The BlAME game
This is a guest post from Charlotte King, fellowships and communications coordinator at the Leicester Institute for Advanced Studies at the University of Leicester. Her work here is her own views and does not reflect those of the university.
The pandemic has profoundly impacted the ways in which we think about health and risk within and beyond our immediate community. While common anxieties surround the frank fear of death and wellbeing, nothing has exposed societal inequalities quite like COVID-19.
Our information environment has engaged with the somewhat misleading meta-narrative that the virus is an equaliser, yet ‘we’re all in this together’ is a more problematic phrase for those experiencing the brunt of the pandemic than those often responsible for producing the messaging. If our understanding of society is largely shaped by information flow through the platforms we access, there is an inherent danger that our perception is tainted by bias frames toward particular socio-political issues. As the city of Leicester experienced the first prolonged lockdown in the UK, the narrative of the pandemic soon became discriminatory against BAME communities, many of whom already experience systematic racism.
Many have noted the messaging that BAME communities are at increased risk, yet few messages illustrate why this is the case. The lack of clarity has led to a stigma surrounding BAME communities which has seen an exacerbation from anti-Asian sentiment to the targeting of BAME communities more widely. While it is clear that those who have continued employment in the workplace are more exposed to the virus than those sheltering, what is less clear is how our personal environments disproportionately impact the agency one has over their health and risk-taking during this time.
Multi-dimensional factors surrounding underlying health conditions, access to healthcare and health communications, class, employment, diet and the status of accommodation all reveal disproportionate ways in which people are able to adhere to health guidance. While these are far too expansive to discuss here, it is important to note that the issue of inequality and public health is sensitive, and far too complex to understand through hegemonic stories surrounding it.

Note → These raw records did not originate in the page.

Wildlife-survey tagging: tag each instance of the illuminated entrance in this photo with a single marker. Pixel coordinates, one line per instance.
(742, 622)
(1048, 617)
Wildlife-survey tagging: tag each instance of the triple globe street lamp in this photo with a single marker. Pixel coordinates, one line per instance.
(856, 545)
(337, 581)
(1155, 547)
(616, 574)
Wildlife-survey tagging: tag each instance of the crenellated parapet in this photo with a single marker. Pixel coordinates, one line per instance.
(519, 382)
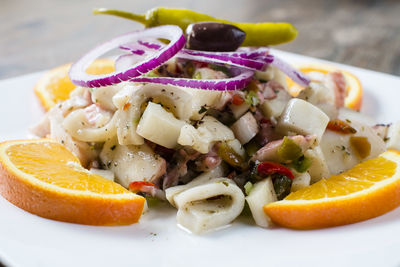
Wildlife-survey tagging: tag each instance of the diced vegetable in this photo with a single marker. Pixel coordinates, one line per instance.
(239, 110)
(282, 185)
(341, 155)
(252, 98)
(289, 150)
(350, 115)
(245, 128)
(248, 187)
(302, 117)
(131, 163)
(261, 194)
(237, 147)
(230, 156)
(361, 146)
(159, 126)
(322, 97)
(209, 131)
(273, 108)
(319, 168)
(302, 164)
(300, 181)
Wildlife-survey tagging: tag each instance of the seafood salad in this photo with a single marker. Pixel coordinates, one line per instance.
(209, 125)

Here I will unpack just a few issues on disproportionate vulnerability. Economic stability has weighed on the minds of many in the UK, and those who are pressured into working during the pandemic are undoubtedly exposed to an extent others are not. Adding salt to the wound, there is a disproportionate effect on BAME communities through the lens of economic stability. This divide is further emphasised by those who lack the luxury of social distancing, contributing towards the extent to which one can safely operate during the pandemic. This reveals a profound disparity between the rich and poor, and while many experience mental health concerns during lockdown, it is evident that it is not the same for everybody.
Alongside circumstantial differences, language also plays a significant role for migrant communities. Leicester City Council distributed health guidance in a variety of the main languages spoken within the city, yet this is an anomaly to otherwise English-dominant communications. The danger surrounding this is the further stigmatisation of migrants on the basis of immersion and integration, when discussion of public health should remain an issue of health as a human right; regardless of language, race, gender or nationality. As researchers and scientists are working hard to demystify the issue of ethnicity, class and health, it must be brought to the forefront of public opinion, through the narrative of public health, that the alienation of certain groups within a profoundly multicultural nation is causing a rift among UK citizens.

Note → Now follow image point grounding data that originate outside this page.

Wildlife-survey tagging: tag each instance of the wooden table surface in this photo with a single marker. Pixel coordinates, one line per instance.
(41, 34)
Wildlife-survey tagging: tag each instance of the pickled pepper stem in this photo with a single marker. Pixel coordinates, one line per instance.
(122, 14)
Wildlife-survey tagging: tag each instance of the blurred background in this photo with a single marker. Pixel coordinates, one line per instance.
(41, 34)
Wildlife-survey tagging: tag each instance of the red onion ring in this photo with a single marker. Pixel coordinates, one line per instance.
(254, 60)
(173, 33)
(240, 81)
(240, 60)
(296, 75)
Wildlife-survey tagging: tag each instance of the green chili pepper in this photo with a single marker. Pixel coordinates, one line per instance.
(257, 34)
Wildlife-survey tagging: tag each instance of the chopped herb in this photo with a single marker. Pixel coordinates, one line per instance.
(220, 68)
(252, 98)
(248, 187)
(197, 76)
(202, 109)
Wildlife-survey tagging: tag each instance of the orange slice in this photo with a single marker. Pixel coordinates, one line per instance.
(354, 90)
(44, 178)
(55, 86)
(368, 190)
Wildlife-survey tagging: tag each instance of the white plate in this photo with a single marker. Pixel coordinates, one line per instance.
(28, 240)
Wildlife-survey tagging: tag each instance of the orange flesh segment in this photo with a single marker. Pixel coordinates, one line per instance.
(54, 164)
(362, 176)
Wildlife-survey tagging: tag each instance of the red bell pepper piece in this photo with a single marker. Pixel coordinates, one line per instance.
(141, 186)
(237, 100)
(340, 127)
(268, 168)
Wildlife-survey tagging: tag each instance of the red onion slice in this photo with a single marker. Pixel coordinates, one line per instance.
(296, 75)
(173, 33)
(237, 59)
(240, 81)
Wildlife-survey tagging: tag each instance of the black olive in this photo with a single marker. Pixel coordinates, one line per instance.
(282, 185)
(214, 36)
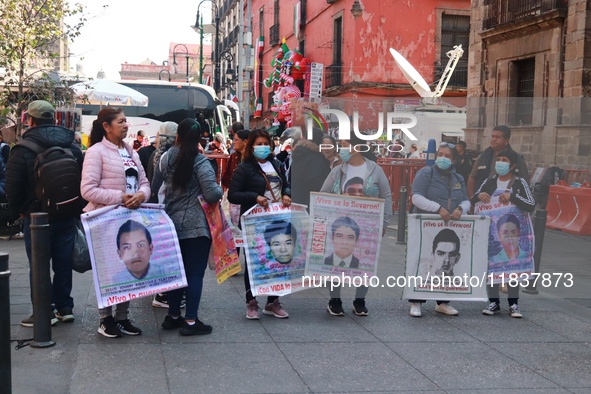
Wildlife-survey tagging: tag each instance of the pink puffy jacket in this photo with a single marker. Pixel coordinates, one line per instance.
(103, 175)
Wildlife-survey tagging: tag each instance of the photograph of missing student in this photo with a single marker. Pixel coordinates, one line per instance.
(451, 259)
(346, 234)
(134, 253)
(275, 242)
(511, 244)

Generally, when it comes to public health, we have cultivated a culture of trust between ourselves and the top-down news stories. Yet the human aspect behind the BAME story is omitted from headlines, unmasking the frailty of our society. As we move our news sources online, algorithms cause us to become, often unknowingly, immersed into dominant stories and misinformation, undermining a complete narrative to be shaped when it comes to public health. Herein lies the paradox of pluralistic societies; we live side by side with differential signifiers of our times, with little common understanding of our wider cultural makeup.

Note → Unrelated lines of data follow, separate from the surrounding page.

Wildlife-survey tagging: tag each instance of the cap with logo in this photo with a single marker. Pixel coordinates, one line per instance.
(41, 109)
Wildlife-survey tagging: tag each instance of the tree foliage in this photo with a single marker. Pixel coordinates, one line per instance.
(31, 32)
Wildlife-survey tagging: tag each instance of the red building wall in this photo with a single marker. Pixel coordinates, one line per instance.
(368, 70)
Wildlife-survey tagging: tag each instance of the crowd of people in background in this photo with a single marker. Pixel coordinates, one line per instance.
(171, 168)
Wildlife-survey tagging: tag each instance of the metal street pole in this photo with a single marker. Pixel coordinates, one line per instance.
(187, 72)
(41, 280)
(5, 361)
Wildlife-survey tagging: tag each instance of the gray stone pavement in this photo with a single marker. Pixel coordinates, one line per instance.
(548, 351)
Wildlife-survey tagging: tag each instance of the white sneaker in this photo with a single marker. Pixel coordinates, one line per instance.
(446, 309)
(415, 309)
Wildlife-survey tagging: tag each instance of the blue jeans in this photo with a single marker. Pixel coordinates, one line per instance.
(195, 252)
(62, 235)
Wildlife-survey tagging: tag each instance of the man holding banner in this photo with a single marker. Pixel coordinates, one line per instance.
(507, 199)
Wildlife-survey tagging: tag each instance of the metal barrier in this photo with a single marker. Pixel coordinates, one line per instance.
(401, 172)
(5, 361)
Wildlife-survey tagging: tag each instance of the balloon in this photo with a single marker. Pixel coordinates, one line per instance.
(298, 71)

We have a societal responsibility to incorporate BAME stories into our national health narrative, or the profound effects of alienation and systemic discrimination of BAME communities will be exacerbated to an unknown end. A bottom-up approach would demand a shift towards a more divisive social understanding, and would offer a platform for the all too often silenced voices to be heard, rather than blanketed through the stories we currently receive.
For the pandemic, a fundamentally human story, we are missing the perspective of so many, causing us to drift further away from having the complete picture of how our society is coping with the current context.